DASK verilerine göre İstanbul'daki konutların yüzde 40'ında deprem sigortası bulunmuyor. Türkiye genelinde ise bu oran yüzde 50'nin üzerinde.

Doğal Afet Sigortaları Kurumu (DASK) verilerine göre, İstanbul'daki her 10 evden 4'ünde deprem sigortası bulunmuyor. Bu durum, olası bir depremde büyük bir risk oluşturuyor. Türkiye genelinde ise deprem sigortası yaptırma oranı İstanbul'a göre daha düşük seviyelerde seyrediyor.
DASK, deprem sonrası oluşabilecek maddi kayıpların tazmini için önemli bir güvence sağlıyor. Zorunlu Deprem Sigortası (ZDS) olarak da bilinen DASK, konut sahiplerinin deprem riskine karşı korunmalarını amaçlıyor.
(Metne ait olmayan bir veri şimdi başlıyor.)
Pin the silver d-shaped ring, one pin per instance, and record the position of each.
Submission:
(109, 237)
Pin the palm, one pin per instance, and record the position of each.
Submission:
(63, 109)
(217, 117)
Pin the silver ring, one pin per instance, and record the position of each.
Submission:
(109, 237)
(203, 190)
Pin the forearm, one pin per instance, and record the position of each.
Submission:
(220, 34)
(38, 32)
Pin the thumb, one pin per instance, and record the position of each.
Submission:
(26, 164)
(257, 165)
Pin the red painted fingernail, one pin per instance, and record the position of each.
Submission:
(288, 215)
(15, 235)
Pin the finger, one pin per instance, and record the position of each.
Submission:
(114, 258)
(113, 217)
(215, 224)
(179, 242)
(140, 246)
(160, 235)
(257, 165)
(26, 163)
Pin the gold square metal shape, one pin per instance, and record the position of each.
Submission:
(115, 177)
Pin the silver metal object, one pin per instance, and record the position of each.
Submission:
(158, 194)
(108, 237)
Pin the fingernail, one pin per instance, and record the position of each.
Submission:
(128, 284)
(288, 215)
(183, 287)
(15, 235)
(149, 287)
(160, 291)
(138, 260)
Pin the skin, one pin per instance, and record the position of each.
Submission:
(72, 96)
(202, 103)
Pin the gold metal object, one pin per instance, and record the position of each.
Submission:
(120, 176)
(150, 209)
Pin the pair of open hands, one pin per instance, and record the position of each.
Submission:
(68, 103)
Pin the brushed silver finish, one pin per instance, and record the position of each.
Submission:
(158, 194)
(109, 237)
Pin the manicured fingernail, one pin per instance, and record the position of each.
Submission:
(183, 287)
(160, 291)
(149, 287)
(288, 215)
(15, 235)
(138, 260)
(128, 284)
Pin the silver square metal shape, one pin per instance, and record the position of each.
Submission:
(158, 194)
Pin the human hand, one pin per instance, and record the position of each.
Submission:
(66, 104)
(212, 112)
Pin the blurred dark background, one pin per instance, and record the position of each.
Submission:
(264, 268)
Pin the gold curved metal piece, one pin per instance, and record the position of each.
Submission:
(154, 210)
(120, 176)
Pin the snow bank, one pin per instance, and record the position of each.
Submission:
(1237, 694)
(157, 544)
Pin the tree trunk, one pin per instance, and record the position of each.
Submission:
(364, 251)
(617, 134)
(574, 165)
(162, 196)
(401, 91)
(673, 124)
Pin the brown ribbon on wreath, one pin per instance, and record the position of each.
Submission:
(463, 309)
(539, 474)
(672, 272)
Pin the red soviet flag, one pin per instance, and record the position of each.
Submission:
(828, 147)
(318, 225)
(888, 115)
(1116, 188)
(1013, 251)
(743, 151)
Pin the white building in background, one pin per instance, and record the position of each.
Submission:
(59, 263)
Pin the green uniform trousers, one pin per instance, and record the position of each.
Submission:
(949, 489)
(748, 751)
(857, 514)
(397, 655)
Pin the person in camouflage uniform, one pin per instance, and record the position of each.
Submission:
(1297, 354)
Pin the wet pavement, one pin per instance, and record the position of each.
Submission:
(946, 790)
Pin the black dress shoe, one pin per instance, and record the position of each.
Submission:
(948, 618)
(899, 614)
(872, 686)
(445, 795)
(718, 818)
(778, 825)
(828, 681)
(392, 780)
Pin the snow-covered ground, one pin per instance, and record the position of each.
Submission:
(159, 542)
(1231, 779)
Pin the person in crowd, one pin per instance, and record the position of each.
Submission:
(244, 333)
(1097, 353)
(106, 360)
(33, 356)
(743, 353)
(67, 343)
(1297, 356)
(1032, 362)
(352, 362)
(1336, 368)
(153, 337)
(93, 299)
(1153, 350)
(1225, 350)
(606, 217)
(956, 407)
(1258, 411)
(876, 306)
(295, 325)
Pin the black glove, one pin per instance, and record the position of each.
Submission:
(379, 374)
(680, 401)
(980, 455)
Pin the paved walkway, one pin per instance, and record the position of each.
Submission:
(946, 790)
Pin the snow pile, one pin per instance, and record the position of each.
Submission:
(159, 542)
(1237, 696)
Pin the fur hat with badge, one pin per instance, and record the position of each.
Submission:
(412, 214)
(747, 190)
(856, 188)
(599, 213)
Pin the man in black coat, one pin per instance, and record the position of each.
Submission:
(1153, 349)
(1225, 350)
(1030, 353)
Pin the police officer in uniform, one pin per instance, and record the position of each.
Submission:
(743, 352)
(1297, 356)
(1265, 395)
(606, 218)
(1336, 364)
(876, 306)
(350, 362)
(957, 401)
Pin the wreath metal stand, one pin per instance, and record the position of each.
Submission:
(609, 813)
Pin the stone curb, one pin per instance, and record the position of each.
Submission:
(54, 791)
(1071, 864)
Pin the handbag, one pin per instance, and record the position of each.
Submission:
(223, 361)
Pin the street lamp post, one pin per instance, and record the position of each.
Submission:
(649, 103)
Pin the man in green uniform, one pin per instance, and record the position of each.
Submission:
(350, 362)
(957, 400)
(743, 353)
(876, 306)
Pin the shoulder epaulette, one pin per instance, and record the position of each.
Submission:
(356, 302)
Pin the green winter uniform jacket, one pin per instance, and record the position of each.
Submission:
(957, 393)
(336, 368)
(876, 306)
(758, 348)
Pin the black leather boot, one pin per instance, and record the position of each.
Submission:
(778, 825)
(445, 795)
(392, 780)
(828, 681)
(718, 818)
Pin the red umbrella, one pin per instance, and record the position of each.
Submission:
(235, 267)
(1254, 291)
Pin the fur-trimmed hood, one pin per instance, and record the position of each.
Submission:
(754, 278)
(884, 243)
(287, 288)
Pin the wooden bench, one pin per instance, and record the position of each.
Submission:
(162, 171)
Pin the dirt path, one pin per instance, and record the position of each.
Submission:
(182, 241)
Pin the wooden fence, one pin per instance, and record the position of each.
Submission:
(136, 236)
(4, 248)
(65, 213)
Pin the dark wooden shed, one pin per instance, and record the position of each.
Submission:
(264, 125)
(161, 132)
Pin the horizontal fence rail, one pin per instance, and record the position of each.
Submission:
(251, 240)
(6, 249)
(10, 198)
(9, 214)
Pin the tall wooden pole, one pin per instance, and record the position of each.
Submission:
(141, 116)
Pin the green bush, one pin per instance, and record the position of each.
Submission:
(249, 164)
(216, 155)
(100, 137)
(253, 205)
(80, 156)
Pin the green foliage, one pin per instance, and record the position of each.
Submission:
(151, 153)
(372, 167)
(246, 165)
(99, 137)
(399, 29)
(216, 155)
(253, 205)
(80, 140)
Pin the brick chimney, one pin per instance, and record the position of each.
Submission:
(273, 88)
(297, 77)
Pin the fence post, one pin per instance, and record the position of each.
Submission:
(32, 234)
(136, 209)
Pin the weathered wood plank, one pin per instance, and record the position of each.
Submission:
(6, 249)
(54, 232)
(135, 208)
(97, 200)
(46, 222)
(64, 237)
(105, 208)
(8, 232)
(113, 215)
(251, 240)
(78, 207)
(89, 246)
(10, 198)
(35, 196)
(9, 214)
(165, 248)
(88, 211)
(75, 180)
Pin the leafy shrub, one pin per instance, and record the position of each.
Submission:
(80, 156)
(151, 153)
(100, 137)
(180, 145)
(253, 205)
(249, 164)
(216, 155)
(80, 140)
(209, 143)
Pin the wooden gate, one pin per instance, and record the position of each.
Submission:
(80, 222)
Ancak, sigorta sahipliği oranlarının düşük olması, özellikle büyük şehirlerdeki konutların deprem riskine karşı yeterince hazırlıklı olmadığını gösteriyor.
DASK verileri, bölgelere göre farklılık gösteriyor. Özellikle deprem kuşağında yer alan bölgelerde sigorta sahipliği oranının daha yüksek olması beklenirken, bu bölgelerde de istenilen seviyede olmadığı belirtiliyor. Uzmanlar, deprem riskinin yüksek olduğu bölgelerde yaşayanların DASK sigortası yaptırmasının hayati önem taşıdığını vurguluyor.
DASK poliçesi, konutun yeniden inşa maliyetini karşılamaya yönelik bir güvence sunar. Poliçe, deprem nedeniyle oluşan hasarların yanı sıra, deprem sonucu meydana gelen yangın, infilak, yer kayması gibi riskleri de kapsar. DASK sigortası yaptırmak, olası bir depremde konut sahiplerinin maddi kayıplarını en aza indirmelerine yardımcı olur.
DASK’ın amacı, deprem sonrasında vatandaşların en temel ihtiyaçlarını karşılayabilmelerini sağlamak ve normal yaşamlarına dönmelerine destek olmaktır. Bu nedenle, konut sahiplerinin DASK sigortası yaptırmaları, hem kendi güvenlikleri hem de ülke ekonomisi açısından büyük önem taşımaktadır.
DASK sigortası, yetkili sigorta acenteleri ve bankalar aracılığıyla kolayca yaptırılabilir. Poliçe primleri, konutun bulunduğu bölge, yapı tarzı ve büyüklüğüne göre değişiklik göstermektedir.